Demonstrating that growers comply with standards related to quality, social issues and environmental issues is becoming more and more important. Various European retailers are expanding private certification schemes and various national industry codes have been developed as a result. MPS (Floriculture quality and environmental sustainability certification programme) is a must for growers. Various market segments and buyers have implemented the standards which best meet their needs. In reality, many standards deal with more or less the same issues.

Considerations for actions

  • Get certified and communicate your good working practices to buyers.
  • If you want to supply supermarkets, check what kind of sustainability criteria they impose.

 

Political Market Drivers

Preferential access

The old system of preferential access to European markets for developing countries, in which ACP (African, Caribbean and Pacific) countries had duty free, quota free, access to the EU market while negotiating their own separate ‘Economic Partnership Agreements’ (EPAs) with the EU, came to an end in 2007. The European Commission January 2014 deadline for countries that are still to complete this process, has been extended. The 2014 deadline is not feasible for some countries such as Kenya, Botswana and Namibia and,according to a recent report, the deadline for negation has been extended to January 2016. Any change in the import tariffs on the EU market for products from developing countries is a potential risk.

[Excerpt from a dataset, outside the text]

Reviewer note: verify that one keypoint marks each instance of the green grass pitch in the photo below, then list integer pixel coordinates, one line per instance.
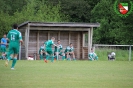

Considerations for actions

  • Familiarise yourself with the discussion on preferential access and the potential impact for your country, sector and business.

 

Phytosanitary controls

The increase in cross border trade has led to strict phytosanitary controls. Imports are checked for hazardous organisms at the European border. It is expected that technological improvements such as DNA sequencing techniques will increase the number of organisms that are checked and detected. Throughout the European market, there are checks to ensure plant health. This includes monitoring organisms that are harmful to plants, genetically modified organisms, pesticide application and organic agriculture. Exporters from DC countries should therefore ensure that their products are free from any harmful organisms.

Considerations for actions

  • Keep up to date with European rules and regulations concerning phytosanitairy controls.

 

Enforcement of breeders’ rights

Breeders rights – that give the breeder or inventor of a new plant variety exclusive control over its propagation and commercial use – are essential to safeguard the development of new commercial varieties. Throughout Europe, there is strong awareness among traders and retailers that European and non-European growers have to comply with these international standards. There is also increasing enforcement of these international agreements.

Considerations for actions

  • Make sure that royalties are paid so that flowers will not be confiscated.